Lorenzo Orlando, m’offrirais‑tu un pass ou bien un aller simple pour l’enfer si tu savais que je suis la fille du boss Edoardo Rinaldi?
“Je vous en prie”, supplia‑t‑il, surpris de mon refus. Il ne comprenait pas que ramener une telle carte à la maison signifierait pour moi une probable condamnation à mort par mon père.

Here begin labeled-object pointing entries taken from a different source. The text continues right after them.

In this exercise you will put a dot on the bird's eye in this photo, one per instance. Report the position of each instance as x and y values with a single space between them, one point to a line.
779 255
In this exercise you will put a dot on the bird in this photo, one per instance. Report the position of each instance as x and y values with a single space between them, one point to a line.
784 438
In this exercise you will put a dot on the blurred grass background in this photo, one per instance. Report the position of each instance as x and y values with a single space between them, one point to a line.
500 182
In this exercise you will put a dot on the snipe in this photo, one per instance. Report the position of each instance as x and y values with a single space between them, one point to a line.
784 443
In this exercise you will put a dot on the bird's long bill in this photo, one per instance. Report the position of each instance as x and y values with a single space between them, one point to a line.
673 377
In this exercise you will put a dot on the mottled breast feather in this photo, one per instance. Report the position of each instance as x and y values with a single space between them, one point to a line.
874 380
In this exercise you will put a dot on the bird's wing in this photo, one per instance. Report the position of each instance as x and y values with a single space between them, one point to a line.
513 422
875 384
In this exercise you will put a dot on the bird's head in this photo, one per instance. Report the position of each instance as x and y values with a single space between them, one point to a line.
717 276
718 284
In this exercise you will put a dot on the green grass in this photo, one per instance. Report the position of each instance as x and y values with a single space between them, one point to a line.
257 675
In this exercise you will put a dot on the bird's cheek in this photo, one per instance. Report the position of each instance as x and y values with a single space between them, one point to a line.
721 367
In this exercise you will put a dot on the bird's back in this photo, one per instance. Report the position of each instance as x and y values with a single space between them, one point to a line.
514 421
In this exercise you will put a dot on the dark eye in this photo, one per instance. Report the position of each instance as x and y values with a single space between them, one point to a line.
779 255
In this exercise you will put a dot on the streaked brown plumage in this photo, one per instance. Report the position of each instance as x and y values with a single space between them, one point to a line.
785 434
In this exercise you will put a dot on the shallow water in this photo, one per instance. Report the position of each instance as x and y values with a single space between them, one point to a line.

“Merci pour le pass !”, intervint Lucky, prenant la carte à ma place. “Tu es folle Mia ? Sais‑tu combien coûtent ces pass ?”
“Tu veux te brouiller avec la famille Orlando ?”, renchérit Mike.
Je bredouillai, mal à l’aise : “Non, je...” mais Maya me prit par le bras et m’entraîna vers le parking à l’extérieur de l’établissement.
“Rentrons à la maison”, soupira Maya soulagée, après un rapide salut aux deux garçons.
Nous montâmes à bord de la voiture.
À la traversée du pont sur la Safe River, à ma grande surprise, je notai que mon cœur battait autant la chamade qu’à l’aller.
C’était comme si, au cours de cette soirée, quelque chose d’irrésistible et d’extrêmement puissant m’était tombé dessus.